Long Er décida de voir le bon côté des choses. Il se dit qu'il ne rencontrerait probablement plus jamais une fille aussi compatible avec lui. C'était peut-être la volonté du destin. Sinon, pourquoi eux deux ?
Si elle n'avait pas été aveugle, elle serait déjà mariée. Si elle l'avait été, Yun Qingxian ne l'aurait pas forcée à se marier. Si elle n'avait pas été forcée, elle ne lui aurait pas demandé sa main. Et si la sœur cadette de sa voisine n'était pas tombée gravement malade, elle ne serait pas venue le voir. Si le directeur Lü n'avait pas été impliqué dans l'affaire, leurs chemins ne se seraient peut-être jamais croisés.
Il s'agit donc forcément de la volonté de Dieu.
Bien que Long Er sût que penser ainsi était quelque peu naïf et enfantin, et que cela ne correspondait pas à son principe de toujours se préparer au pire, il était néanmoins disposé à penser de cette façon.
Bref, c'est elle.
Long Er s'éclaircit la gorge, caressa les cheveux de Ju Mu'er et dit doucement : « Je viendrai te voir ce soir. »
Ju Mu'er acquiesça, soulagée qu'il n'insiste pas davantage, mais elle éprouvait aussi beaucoup de compassion pour lui, et une vague de tristesse et de culpabilité l'envahit. À quel point devrait-elle se montrer gentille avec lui pour expier sa culpabilité
?
« Je m'en vais », a déclaré Long Er.
Ju Mu'er acquiesça. Long Er la regarda, puis lui pinça le lobe de l'oreille. Au moment où il allait se détourner, elle se précipita soudain vers lui et le serra dans ses bras.
« Second Maître. »
"Euh ?"
"Prenez soin de vous, Second Maître."
« D’accord. » S’il laissait partir quelqu’un, il pourrait vraiment partir.
Mais elle tenait encore bon.
« Pourquoi le Second Maître ne part-il pas ? » demanda la jeune fille qui le tenait. Il trouva la question absurde. Comment pouvait-il marcher ainsi ?
« Une fois que le Second Maître sera parti, je lâcherai prise naturellement. » Ju Mu’er semblait savoir ce que Long Er pensait.
«Si tu me laisses partir, je partirai naturellement.»
Ju Mu'er ne dit rien, mais elle ne le lâcha pas non plus. Long Er attendit un moment, le cœur attendri. Au moment où il allait la prendre dans ses bras, Ju Mu'er le lâcha brusquement, recula de deux pas et lui sourit
: «
Prends soin de toi, Second Maître.
»
Long Er était abasourdi. Cette fille l'avait-elle encore dupé ? Se moquait-elle de lui avant de le congédier ?
En voyant le doux sourire de Ju Mu'er, Long Er eut envie de faire le contraire et de dire qu'il ne partait pas. Mais il savait que tous les commerçants présents l'attendaient, et il devait s'en aller.

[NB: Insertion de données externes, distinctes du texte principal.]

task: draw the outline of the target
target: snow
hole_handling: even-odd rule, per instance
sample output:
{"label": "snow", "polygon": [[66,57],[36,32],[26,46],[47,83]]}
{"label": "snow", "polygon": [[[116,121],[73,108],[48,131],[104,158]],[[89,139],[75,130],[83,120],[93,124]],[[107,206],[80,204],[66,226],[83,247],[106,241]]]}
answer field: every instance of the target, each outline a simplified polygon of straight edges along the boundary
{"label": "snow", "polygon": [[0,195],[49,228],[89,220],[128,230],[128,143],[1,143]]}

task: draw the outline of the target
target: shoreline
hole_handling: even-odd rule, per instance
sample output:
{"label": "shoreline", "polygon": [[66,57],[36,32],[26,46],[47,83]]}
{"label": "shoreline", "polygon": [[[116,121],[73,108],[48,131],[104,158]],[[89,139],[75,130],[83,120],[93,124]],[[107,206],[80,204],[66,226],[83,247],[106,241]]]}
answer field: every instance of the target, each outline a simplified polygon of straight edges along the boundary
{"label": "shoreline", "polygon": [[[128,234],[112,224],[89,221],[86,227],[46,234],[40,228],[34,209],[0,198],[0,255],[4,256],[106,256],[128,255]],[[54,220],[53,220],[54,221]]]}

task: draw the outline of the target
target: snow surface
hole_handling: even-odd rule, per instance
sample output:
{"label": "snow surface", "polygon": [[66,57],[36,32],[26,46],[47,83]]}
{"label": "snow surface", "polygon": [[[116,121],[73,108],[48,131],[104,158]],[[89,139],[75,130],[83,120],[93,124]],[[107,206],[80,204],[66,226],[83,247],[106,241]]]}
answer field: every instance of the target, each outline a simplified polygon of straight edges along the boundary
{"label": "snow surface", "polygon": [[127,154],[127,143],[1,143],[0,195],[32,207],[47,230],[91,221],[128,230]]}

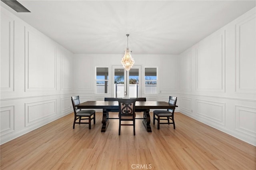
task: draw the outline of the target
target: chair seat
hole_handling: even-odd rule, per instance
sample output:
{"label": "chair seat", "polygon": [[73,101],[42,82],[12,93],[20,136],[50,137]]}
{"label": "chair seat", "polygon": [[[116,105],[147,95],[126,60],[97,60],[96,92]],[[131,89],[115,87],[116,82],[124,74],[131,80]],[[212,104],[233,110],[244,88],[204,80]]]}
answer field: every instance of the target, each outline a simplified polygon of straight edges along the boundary
{"label": "chair seat", "polygon": [[172,114],[167,111],[156,110],[154,111],[154,113],[158,116],[171,116]]}
{"label": "chair seat", "polygon": [[[136,117],[136,115],[134,115],[134,117]],[[121,116],[121,119],[133,119],[133,116]]]}
{"label": "chair seat", "polygon": [[94,110],[82,110],[76,113],[78,116],[92,116],[95,113]]}

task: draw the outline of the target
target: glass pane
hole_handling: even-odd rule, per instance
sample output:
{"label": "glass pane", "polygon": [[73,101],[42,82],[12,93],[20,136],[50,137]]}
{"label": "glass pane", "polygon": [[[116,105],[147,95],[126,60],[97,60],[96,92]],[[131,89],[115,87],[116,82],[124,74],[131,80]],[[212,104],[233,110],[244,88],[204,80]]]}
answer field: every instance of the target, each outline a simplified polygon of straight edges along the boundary
{"label": "glass pane", "polygon": [[156,85],[156,81],[145,81],[145,84],[146,85]]}
{"label": "glass pane", "polygon": [[108,68],[97,67],[96,79],[97,80],[108,80]]}
{"label": "glass pane", "polygon": [[96,93],[107,93],[108,68],[96,68]]}
{"label": "glass pane", "polygon": [[145,68],[145,93],[157,93],[156,68]]}
{"label": "glass pane", "polygon": [[138,97],[139,80],[139,69],[131,69],[129,72],[129,97]]}
{"label": "glass pane", "polygon": [[96,93],[108,93],[108,81],[96,81]]}
{"label": "glass pane", "polygon": [[115,85],[115,97],[122,97],[124,93],[124,69],[115,69],[114,83]]}
{"label": "glass pane", "polygon": [[156,80],[156,68],[145,68],[145,80]]}

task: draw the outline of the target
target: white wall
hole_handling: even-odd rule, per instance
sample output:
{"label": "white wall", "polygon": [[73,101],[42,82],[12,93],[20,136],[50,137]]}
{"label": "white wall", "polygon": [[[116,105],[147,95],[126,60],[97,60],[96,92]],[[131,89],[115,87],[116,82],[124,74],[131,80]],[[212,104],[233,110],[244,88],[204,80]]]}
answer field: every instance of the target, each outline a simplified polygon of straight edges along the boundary
{"label": "white wall", "polygon": [[180,111],[256,146],[255,8],[179,58]]}
{"label": "white wall", "polygon": [[[124,54],[74,54],[74,82],[75,95],[79,95],[81,101],[88,100],[104,100],[105,97],[113,97],[112,91],[114,82],[112,79],[112,66],[120,65]],[[178,87],[177,62],[178,55],[132,54],[134,65],[141,67],[142,77],[144,77],[145,67],[158,68],[158,83],[157,94],[146,94],[144,93],[144,81],[142,81],[142,97],[148,101],[168,101],[170,95],[178,95]],[[95,73],[96,67],[109,68],[109,91],[107,94],[95,94]],[[178,111],[178,108],[177,108]]]}
{"label": "white wall", "polygon": [[1,7],[1,144],[72,111],[73,61],[72,53]]}

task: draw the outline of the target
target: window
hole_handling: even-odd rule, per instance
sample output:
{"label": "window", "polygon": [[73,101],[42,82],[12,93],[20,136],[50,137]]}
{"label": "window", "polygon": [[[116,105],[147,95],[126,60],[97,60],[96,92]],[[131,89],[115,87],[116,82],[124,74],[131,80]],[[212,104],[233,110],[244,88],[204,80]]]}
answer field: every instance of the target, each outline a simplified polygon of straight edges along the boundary
{"label": "window", "polygon": [[157,68],[145,68],[145,93],[157,93]]}
{"label": "window", "polygon": [[108,87],[108,68],[96,67],[96,93],[107,93]]}

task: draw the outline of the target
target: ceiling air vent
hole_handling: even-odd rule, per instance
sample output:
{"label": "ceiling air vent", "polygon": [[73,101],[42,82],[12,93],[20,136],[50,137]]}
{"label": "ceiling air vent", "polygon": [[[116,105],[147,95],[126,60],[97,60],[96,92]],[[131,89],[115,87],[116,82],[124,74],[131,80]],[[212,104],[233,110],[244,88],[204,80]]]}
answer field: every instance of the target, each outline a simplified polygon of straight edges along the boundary
{"label": "ceiling air vent", "polygon": [[1,0],[17,12],[30,12],[18,2],[15,0]]}

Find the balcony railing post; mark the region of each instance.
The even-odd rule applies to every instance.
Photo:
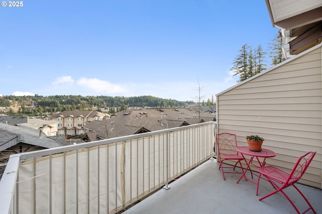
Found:
[[[167,132],[167,149],[166,149],[166,152],[167,153],[167,157],[166,157],[166,159],[167,159],[167,164],[166,166],[166,177],[167,177],[167,183],[166,183],[166,185],[165,185],[165,186],[164,186],[164,188],[166,189],[169,189],[170,188],[170,186],[169,186],[169,170],[170,170],[170,168],[169,167],[169,153],[170,152],[170,149],[169,149],[169,138],[170,138],[170,136],[169,136],[169,133]]]

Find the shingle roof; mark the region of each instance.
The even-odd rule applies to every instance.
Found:
[[[0,123],[15,125],[17,124],[28,122],[28,117],[26,116],[0,116]]]
[[[39,137],[39,130],[22,126],[0,123],[0,151],[20,143],[45,148],[62,146],[54,140],[46,137]]]
[[[54,125],[58,124],[56,121],[45,121],[44,120],[34,118],[28,118],[26,123],[16,123],[15,125],[20,125],[34,129],[39,129],[43,128],[47,125]]]
[[[82,118],[90,117],[93,118],[95,116],[99,116],[104,117],[106,114],[96,111],[65,111],[59,113],[55,114],[51,116],[51,118],[57,118],[62,117],[63,118],[68,118],[71,117],[72,118],[77,118],[81,117]]]

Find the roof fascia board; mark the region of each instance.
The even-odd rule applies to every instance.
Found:
[[[266,3],[266,7],[267,7],[267,10],[268,11],[268,14],[270,15],[270,18],[271,18],[272,26],[274,28],[275,27],[275,24],[274,23],[274,18],[273,18],[273,14],[272,14],[272,10],[271,9],[270,1],[269,0],[265,0],[265,2]]]
[[[266,73],[268,73],[268,72],[271,71],[272,70],[275,69],[276,69],[276,68],[278,68],[279,67],[281,67],[281,66],[284,65],[284,64],[287,64],[287,63],[288,63],[290,62],[291,62],[293,60],[295,60],[295,59],[297,59],[299,57],[300,57],[301,56],[303,56],[304,54],[306,54],[307,53],[309,53],[309,52],[311,52],[311,51],[313,51],[313,50],[315,50],[315,49],[316,49],[317,48],[321,48],[321,47],[322,47],[322,43],[320,43],[318,45],[316,45],[315,46],[312,47],[311,48],[309,48],[309,49],[306,50],[305,51],[303,51],[303,52],[299,54],[298,55],[297,55],[296,56],[294,56],[293,57],[292,57],[292,58],[289,58],[288,59],[287,59],[286,60],[284,61],[284,62],[282,62],[280,63],[277,64],[277,65],[275,65],[275,66],[274,66],[273,67],[272,67],[270,68],[268,68],[267,70],[266,70],[265,71],[263,71],[263,72],[259,73],[258,74],[256,75],[255,76],[252,76],[252,77],[249,78],[248,79],[243,81],[243,82],[239,82],[239,83],[238,83],[238,84],[236,84],[235,85],[233,85],[233,86],[230,87],[230,88],[227,88],[226,90],[223,90],[223,91],[222,91],[216,94],[216,96],[219,96],[219,95],[221,95],[221,94],[222,94],[223,93],[225,93],[226,92],[229,91],[233,89],[233,88],[239,86],[239,85],[243,85],[244,84],[246,83],[247,82],[248,82],[249,81],[252,80],[253,79],[255,79],[255,78],[257,78],[259,76],[261,76],[261,75],[263,75],[263,74],[265,74]],[[216,99],[216,100],[218,100],[218,99]]]

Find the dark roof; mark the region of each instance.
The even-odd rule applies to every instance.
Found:
[[[117,115],[103,121],[92,121],[84,127],[95,131],[99,138],[107,139],[199,123],[199,113],[188,109],[127,110]],[[209,113],[200,113],[200,121],[213,120],[214,116]],[[97,138],[93,134],[88,135],[86,137],[91,140]]]
[[[105,114],[96,111],[65,111],[52,115],[51,118],[57,118],[61,116],[63,118],[67,118],[68,117],[73,118],[77,118],[78,117],[81,117],[82,118],[94,118],[96,116],[104,117],[105,115]]]
[[[199,106],[193,106],[191,108],[197,110],[199,109]],[[214,113],[216,112],[216,105],[201,105],[200,111],[203,112]]]
[[[15,125],[28,123],[28,118],[26,116],[0,116],[0,123],[5,124]]]
[[[40,131],[25,126],[12,126],[0,123],[0,151],[19,143],[25,143],[45,148],[62,146],[56,141],[47,138]]]

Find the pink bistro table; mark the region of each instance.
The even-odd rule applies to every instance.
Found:
[[[264,167],[265,165],[265,160],[266,160],[266,158],[272,158],[273,157],[275,157],[276,156],[276,154],[273,151],[263,148],[262,149],[262,151],[261,151],[260,152],[254,152],[253,151],[250,150],[248,146],[237,147],[237,148],[236,148],[236,150],[237,150],[238,152],[240,153],[240,154],[242,154],[242,155],[243,155],[243,157],[244,157],[244,158],[245,155],[251,156],[250,161],[248,162],[248,163],[247,163],[247,167],[246,167],[246,169],[244,171],[244,173],[243,173],[243,175],[242,175],[242,176],[240,176],[238,181],[237,181],[237,183],[238,183],[238,182],[239,182],[242,178],[244,177],[247,181],[249,180],[252,183],[254,183],[255,184],[257,185],[257,182],[247,178],[246,175],[247,170],[248,169],[250,169],[249,170],[250,170],[250,166],[253,166],[258,168]],[[256,160],[257,161],[257,164],[256,164],[253,162],[254,158],[256,158]],[[264,158],[264,159],[262,161],[261,161],[259,158]],[[257,175],[255,175],[257,176]],[[253,177],[253,174],[252,174],[252,176]]]

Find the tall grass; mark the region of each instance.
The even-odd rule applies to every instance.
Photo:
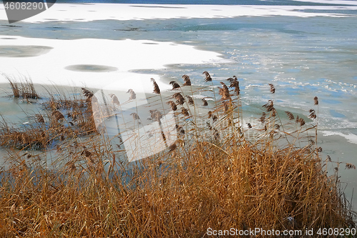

Long Er sortit de la chambre de Ju Mu'er, rongé par le ressentiment. En marchant, il repensa à sa conversation et à ses actes envers Ju Mu'er, et à cette pensée, il ne put s'empêcher de sourire.
Long Er se dirigea vers le hall extérieur du magasin de vin et reprit aussitôt son air rusé et sérieux.
Il laissa deux gardes surveiller la boutique de vin, précisant qu'ils seraient là pour intervenir en cas de problème. Il leur ordonna de revenir immédiatement signaler tout incident majeur, puis demanda au vieux Ju et à grand-mère Yu de discuter et de clarifier la situation au préalable afin d'éviter tout malentendu, et de lui faire rapport de tout ce qui avait été convenu. Les deux vieillards acquiescèrent.